Setting up a single-session LFADS run

Assuming you have finished adapting the LFADS run manager classes to your dataset, you should be all set to generate some LFADS runs and start training. We’ll be setting up a drive script that will do the work of creating the appropriate instances, pointing at the datasets, creating the runs, and telling LFADS Run Manager to generate the files needed for LFADS. Below, we’ll refer to the package name as LorenzExperiment, but you should substitute this with your package name.

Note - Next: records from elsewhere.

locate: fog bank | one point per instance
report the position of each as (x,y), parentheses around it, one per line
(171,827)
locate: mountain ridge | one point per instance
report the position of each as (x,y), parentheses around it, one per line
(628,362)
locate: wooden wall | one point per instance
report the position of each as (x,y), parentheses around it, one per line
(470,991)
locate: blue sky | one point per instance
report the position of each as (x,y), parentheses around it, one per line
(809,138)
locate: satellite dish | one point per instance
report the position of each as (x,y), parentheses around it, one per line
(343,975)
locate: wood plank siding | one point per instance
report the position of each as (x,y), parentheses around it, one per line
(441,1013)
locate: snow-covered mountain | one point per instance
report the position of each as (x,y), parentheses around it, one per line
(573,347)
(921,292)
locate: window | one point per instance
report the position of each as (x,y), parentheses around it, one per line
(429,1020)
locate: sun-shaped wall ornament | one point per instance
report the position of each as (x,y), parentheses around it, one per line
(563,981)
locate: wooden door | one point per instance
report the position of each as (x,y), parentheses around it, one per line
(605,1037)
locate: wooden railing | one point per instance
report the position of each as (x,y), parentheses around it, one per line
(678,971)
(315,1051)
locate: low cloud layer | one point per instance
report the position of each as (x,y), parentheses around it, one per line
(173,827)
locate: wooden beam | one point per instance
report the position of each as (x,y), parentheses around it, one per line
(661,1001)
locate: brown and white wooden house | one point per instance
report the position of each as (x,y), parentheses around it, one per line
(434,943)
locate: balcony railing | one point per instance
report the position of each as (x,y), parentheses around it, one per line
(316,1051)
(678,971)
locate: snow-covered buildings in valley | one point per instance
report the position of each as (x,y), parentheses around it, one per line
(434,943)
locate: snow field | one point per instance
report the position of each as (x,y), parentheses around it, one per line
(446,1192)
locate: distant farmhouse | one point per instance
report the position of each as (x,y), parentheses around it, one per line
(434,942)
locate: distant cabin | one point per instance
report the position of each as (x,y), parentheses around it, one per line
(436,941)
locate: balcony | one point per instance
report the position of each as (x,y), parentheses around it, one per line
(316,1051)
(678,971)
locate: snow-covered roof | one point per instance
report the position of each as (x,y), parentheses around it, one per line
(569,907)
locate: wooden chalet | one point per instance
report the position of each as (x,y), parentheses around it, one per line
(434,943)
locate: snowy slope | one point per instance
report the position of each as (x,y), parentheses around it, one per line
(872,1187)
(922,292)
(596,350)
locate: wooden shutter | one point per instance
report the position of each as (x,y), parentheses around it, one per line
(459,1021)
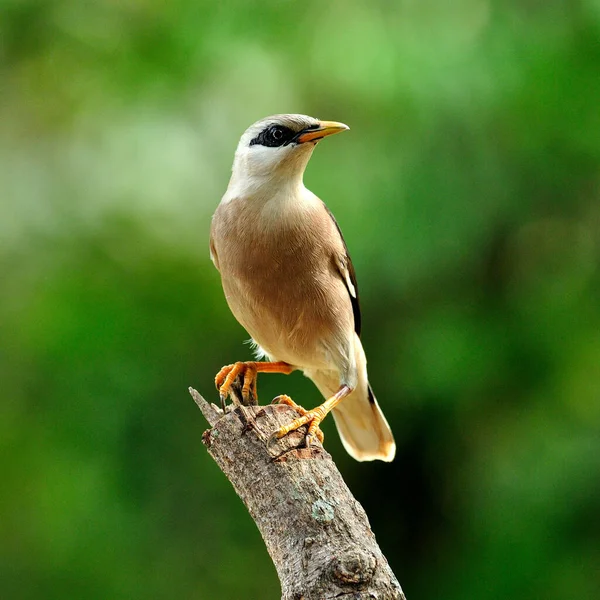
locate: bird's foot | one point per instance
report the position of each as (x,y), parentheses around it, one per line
(312,418)
(227,376)
(249,371)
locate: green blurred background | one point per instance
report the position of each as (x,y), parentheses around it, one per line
(468,191)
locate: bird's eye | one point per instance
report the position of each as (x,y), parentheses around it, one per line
(277,133)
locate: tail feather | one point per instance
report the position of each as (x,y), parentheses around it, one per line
(364,430)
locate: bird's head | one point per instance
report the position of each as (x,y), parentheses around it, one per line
(279,147)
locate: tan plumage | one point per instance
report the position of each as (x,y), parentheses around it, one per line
(289,280)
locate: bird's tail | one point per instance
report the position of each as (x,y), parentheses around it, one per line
(363,429)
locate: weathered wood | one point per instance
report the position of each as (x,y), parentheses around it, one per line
(317,534)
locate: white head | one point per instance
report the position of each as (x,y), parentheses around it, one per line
(277,149)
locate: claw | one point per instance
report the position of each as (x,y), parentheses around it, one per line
(312,418)
(227,376)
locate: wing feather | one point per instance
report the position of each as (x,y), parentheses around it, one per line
(346,270)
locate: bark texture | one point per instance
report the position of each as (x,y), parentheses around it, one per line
(317,534)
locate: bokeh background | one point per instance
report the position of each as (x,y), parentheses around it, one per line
(468,190)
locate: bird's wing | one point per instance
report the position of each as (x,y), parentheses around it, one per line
(346,269)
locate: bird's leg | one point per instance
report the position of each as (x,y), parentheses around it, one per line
(314,416)
(283,399)
(228,374)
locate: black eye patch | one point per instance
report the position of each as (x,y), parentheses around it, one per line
(274,136)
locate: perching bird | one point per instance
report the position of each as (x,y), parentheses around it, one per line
(289,281)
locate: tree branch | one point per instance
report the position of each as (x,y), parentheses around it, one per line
(317,534)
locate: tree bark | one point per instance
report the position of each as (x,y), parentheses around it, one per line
(317,534)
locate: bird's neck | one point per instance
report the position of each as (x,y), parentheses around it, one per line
(276,186)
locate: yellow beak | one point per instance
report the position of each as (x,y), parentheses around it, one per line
(324,129)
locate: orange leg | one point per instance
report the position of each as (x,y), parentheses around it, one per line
(250,370)
(313,417)
(283,399)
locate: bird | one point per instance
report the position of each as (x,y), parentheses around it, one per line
(289,281)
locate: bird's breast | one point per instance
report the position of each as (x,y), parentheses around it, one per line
(279,279)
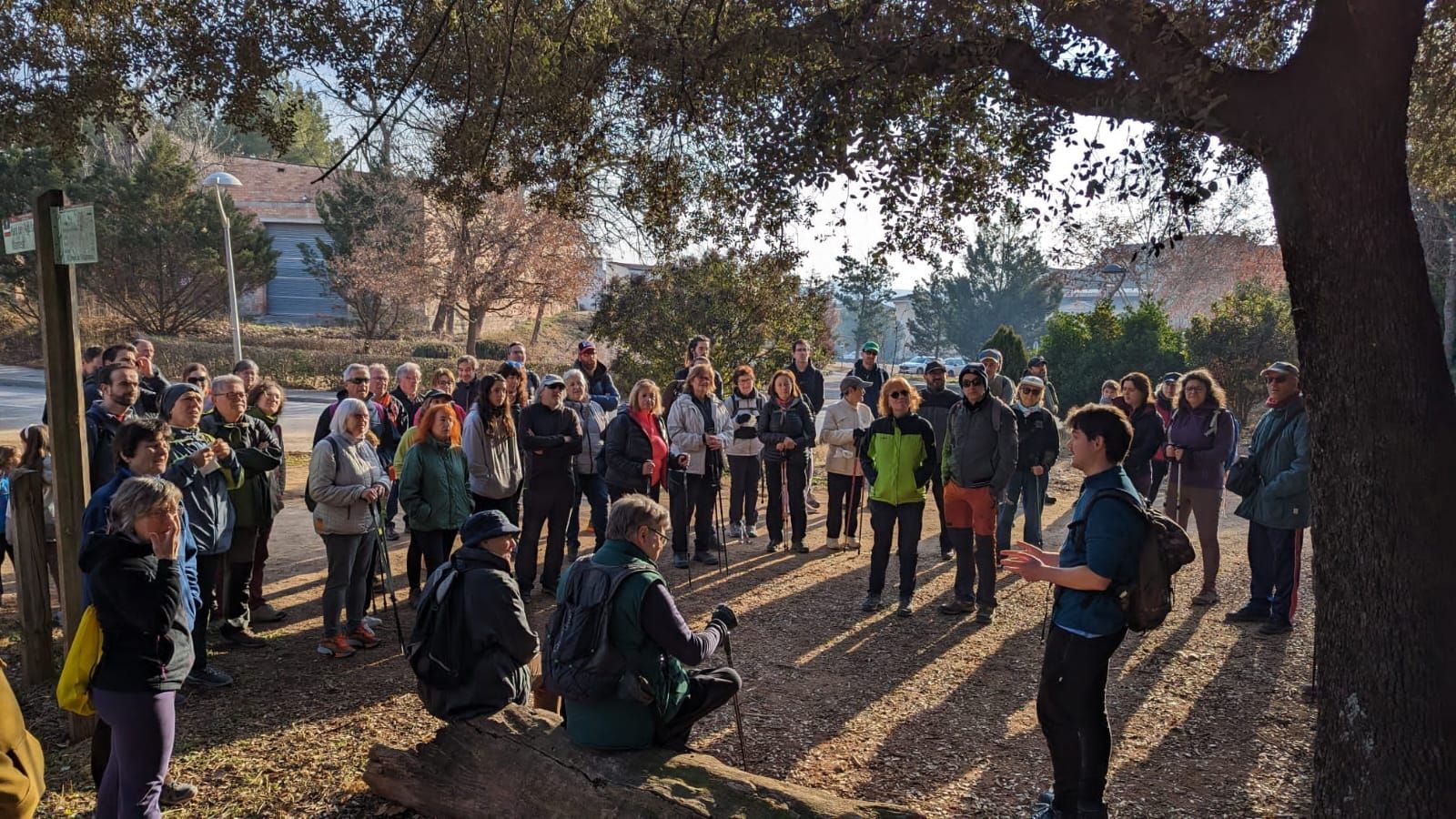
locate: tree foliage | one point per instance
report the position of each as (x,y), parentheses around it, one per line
(1244,332)
(159,242)
(1087,349)
(752,308)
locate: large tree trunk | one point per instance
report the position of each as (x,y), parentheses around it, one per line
(1380,409)
(519,763)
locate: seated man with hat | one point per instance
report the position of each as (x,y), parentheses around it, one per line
(473,658)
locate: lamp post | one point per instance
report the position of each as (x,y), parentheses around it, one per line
(218,181)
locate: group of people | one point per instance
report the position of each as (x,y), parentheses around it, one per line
(188,480)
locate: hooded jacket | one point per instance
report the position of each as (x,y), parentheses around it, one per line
(500,632)
(980,450)
(143,620)
(494,464)
(259,453)
(208,503)
(433,487)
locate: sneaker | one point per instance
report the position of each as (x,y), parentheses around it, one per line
(1276,625)
(957,608)
(337,647)
(1247,615)
(1206,598)
(177,793)
(363,637)
(242,637)
(208,678)
(267,614)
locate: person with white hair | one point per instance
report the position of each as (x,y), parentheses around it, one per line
(347,484)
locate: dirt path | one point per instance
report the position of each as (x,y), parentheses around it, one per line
(932,712)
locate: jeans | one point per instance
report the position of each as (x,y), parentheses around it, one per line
(844,497)
(593,489)
(775,474)
(883,519)
(743,487)
(143,726)
(691,500)
(351,559)
(548,506)
(1033,493)
(708,690)
(1072,710)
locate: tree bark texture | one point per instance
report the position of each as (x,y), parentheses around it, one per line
(521,763)
(1380,417)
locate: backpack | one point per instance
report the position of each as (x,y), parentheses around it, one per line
(577,659)
(1165,548)
(439,651)
(308,496)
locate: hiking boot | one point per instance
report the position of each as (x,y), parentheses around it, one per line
(1247,615)
(363,637)
(208,678)
(242,637)
(1276,625)
(337,647)
(267,614)
(177,793)
(957,608)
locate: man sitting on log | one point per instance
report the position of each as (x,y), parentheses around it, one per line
(660,703)
(472,640)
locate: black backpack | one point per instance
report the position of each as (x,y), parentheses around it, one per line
(577,659)
(1165,548)
(440,651)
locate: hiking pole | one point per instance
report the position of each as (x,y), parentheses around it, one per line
(388,571)
(737,709)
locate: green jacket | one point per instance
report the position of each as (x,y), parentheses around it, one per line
(433,487)
(1281,500)
(622,724)
(899,458)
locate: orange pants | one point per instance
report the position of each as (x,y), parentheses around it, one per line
(970,509)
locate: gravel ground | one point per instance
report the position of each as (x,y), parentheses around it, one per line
(931,712)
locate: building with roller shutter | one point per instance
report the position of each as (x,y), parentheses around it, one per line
(281,196)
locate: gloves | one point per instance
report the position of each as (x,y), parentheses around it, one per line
(724,615)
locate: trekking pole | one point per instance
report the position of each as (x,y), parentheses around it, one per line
(388,571)
(737,709)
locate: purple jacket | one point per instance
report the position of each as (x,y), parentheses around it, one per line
(1205,453)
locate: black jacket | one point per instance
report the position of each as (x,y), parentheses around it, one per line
(500,634)
(1037,442)
(146,643)
(551,438)
(778,423)
(625,448)
(812,383)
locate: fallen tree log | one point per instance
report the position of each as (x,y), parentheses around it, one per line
(519,763)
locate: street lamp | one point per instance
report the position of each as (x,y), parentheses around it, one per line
(218,181)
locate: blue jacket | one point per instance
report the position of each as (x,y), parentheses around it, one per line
(1281,500)
(94,522)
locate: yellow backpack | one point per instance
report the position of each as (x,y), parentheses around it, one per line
(73,691)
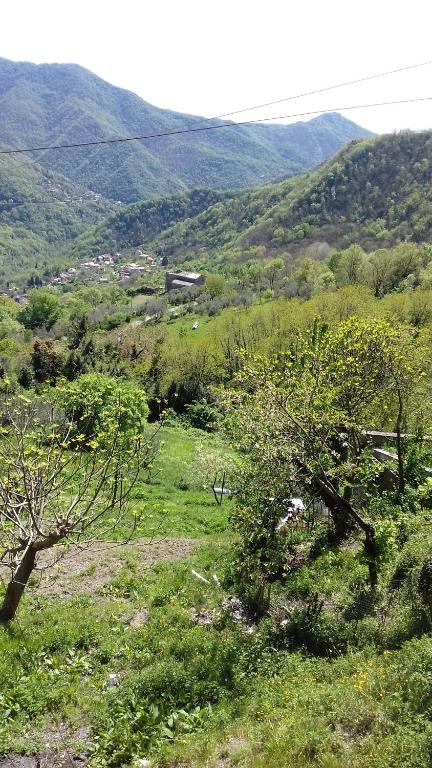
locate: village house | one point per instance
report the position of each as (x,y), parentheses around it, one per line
(176,280)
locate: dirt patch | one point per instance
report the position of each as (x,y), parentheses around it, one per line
(230,752)
(51,760)
(84,571)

Follow along with LorenzExperiment.drive_script

A complete drive script is available as a starting point in +LorenzExperiment/drive_script.m for you to copy/paste from.

Lorenz attractor example

For this demo, we’ll generate a few datasets of synthetic spiking data generated by a Lorenz attractor using the following code:

datasetPath = '~/lorenz_example/datasets';
LFADS.Utils.generateDemoDatasets(datasetPath, 'nDatasets', 3);

This will simulate a chaotic 3 dimensional Lorenz attractor as the underlying dynamical system, initialized from 65 initial conditions. Here is a subset of 10 conditions’ trajectories:

Lorenz trajectories for 10 conditions

From these 3 dimensions, we generate random matrices along which to project these 3 dimensions to produce the firing rates of individual units (plus a constant bias term). The initial conditions (defining the conditions) and subsequent dynamical trajectories are the same across datasets. Each dataset will contain a variable number of neurons (between 25–35). The rates of these neurons are then constructed by projecting the 3-d Lorenz trajectory through a dataset-specific readout matrix, adding the bias, and exponentiating. We then draw spikes from the inhomogenous Poisson process for 20-30 trials for each condition.

Here are a few examples of single trial spike rasters. The units have been sorted according to their loading onto the first dimension of the attractor:

Example single trial spike rasters

Building a dataset collection and adding datasets

First, create a dataset collection that points to a folder on disk where datasets are stored:

dataPath = '~/lorenz_example/datasets';
dc = LorenzExperiment.DatasetCollection(dataPath);
dc.name = 'lorenz_example';

Then, we can add the individual datasets within based on their individual paths. Note that when a new dataset instance is created, it is automatically added to the DatasetCollection and will replace any dataset that has the same name if present.

LorenzExperiment.Dataset(dc, 'dataset001.mat');

You can verify that the datasets have been added to the collection:

>> dc
LorenzExperiment.DatasetCollection "lorenz_example"
  1 datasets in ~/lorenz_example/datasets
  [ 1] LorenzExperiment.Dataset "dataset001"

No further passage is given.